Other courts have held that single people have the same duty to disclose STIs as married people. In a California case, Kathleen K. v. Robert B., a woman sued a former sexual partner who, she alleged, had affirmatively misrepresented his STI status and infected her with genital herpes. He argued that the constitutional protection for privacy meant the court could not get involved in the private sexual matters of consenting adults. But, the court reasoned, the right of privacy “is not absolute” and must cede to the government’s interest in protecting “the health, welfare and safety of its citizens.” Protecting an unsuspecting person from herpes is a sufficiently strong interest to outweigh any intrusion into the infected person’s privacy. Robert also argued that he had no duty to disclose because he and Kathleen were not in the kind of trust relationship that required honesty. The court disagreed, however, concluding that all intimate relationships involve “a certain amount of trust and confidence” and require truth in advertising.

California law also criminalizes the knowing transmission of infectious disease—a misdemeanor if the exposure is willful, a felony if the disease is HIV and the transmission is undertaken with the specific intent to infect the other person. Knowingly exposing someone to HIV can also be the basis for a penalty enhancement for violent sexual offenses or prostitution.

Ross v. Sheen: A Sordid Mess

What will happen between Scottine and Charlie is anyone’s guess at this stage. The only undisputed facts are that he does have HIV—and that he knew that before his first sexual encounter with her. But whether she also knew is a matter of dispute, and that’s a critical fact. Certainly if she can prove she did not know, she might well have a good case against him. And if others come forward with similar claims, his liability may be potentially more extensive. And criminal enforcement is not out of the question.
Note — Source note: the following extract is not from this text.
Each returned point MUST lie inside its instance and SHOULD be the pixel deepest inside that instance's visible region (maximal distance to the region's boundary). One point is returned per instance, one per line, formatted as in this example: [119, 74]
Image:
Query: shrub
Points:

As for his insistence that her claim cannot be aired in court because of the non-disclosure agreement (which he has told reporters he makes all his sexual partners sign), this seems like a weak argument. Basic contract law says that contracts cannot be premised on illegal consideration, and he seems to concede that the agreement was part of a deal in which he paid her $10,000 for sex. Even in the permissive age in which we now live, prostitution remains against the law. Scottine is probably free to shout from the rooftops about the messy and abusive relationship she had with Charlie Sheen.